Titan is the one to get in on! Jet skiing on lakes of methane, YAHOO!!!
;’)
Thank you for the extensive reference
Even with an athmosphere they’d all be far too cold. There’s probably plenty of water ice in the outer asteroids, sufficient to cover Titan to a few feet at least, leaving some terrain exposed, then work on the atmosphere; or introducing oxygen from the same source to turn that methane into CO2 and water (and some other stuff), then using extremophiles to slowly turn most of the CO2 into oxygen. :’) The place would probably need to have a huge mirror in orbit on the “dark” side or at a libration point (or more than one) to collect and direct more solar radiation, iow, no night, but no really full daylight either.
Oooh, I’m definitely getting tha- 850 mb?
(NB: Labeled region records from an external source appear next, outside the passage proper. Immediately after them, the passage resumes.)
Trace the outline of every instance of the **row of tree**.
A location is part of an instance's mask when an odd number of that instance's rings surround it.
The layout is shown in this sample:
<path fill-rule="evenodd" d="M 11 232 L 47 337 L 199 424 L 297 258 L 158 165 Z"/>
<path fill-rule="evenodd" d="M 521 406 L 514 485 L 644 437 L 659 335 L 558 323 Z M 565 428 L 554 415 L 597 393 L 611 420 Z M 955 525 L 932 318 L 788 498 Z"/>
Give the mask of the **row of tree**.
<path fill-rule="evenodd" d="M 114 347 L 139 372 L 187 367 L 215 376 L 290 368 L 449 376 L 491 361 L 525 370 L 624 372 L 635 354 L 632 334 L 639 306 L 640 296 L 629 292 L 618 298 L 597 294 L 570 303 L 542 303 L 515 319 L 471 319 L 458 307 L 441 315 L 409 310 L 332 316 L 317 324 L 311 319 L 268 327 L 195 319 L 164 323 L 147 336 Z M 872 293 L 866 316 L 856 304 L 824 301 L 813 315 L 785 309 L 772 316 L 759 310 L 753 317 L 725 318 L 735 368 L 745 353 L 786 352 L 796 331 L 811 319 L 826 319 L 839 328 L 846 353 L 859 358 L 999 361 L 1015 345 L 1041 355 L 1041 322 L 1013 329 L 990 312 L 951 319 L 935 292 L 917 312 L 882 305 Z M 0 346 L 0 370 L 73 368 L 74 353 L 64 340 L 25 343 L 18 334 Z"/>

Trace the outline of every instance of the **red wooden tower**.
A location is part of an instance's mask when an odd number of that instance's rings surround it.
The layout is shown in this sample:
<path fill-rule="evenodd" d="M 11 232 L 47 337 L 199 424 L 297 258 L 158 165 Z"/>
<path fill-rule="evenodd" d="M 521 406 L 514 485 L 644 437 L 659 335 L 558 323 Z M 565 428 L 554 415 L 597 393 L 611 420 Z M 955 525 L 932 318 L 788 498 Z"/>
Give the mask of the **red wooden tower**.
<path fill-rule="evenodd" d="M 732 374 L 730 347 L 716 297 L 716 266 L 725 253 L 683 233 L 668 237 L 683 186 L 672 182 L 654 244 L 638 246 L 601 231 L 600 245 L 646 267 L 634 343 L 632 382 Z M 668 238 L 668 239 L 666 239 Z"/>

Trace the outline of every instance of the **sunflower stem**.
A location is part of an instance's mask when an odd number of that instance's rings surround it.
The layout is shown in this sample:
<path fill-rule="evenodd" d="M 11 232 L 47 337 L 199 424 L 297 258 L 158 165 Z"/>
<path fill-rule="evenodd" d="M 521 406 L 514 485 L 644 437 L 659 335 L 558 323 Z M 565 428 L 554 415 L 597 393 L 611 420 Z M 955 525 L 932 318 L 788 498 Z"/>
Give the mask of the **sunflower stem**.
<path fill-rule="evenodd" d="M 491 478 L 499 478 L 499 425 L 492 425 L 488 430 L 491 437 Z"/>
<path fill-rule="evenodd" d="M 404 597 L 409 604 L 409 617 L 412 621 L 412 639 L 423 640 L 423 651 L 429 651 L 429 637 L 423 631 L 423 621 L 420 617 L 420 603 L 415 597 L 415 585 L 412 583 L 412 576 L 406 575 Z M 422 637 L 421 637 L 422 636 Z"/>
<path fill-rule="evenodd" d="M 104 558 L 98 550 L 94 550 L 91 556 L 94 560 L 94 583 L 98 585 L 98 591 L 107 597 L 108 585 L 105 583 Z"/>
Well, okay. Thanks, I’ll post that link in the next X-Planets topic.
I probably could have shortened the link on the page though.
Hey, I like that Berringer Crater one!
Building orbital habitats a la the late Gerard K. O’Neill’s suggestions might make the most sense, but of course, we really don’t need the space down here, contrary to what is often regurgitated by Malthusians.
It’s nice that people have accepted and are working out the details of the idea that various annual meteor showers resulted from cometary debris.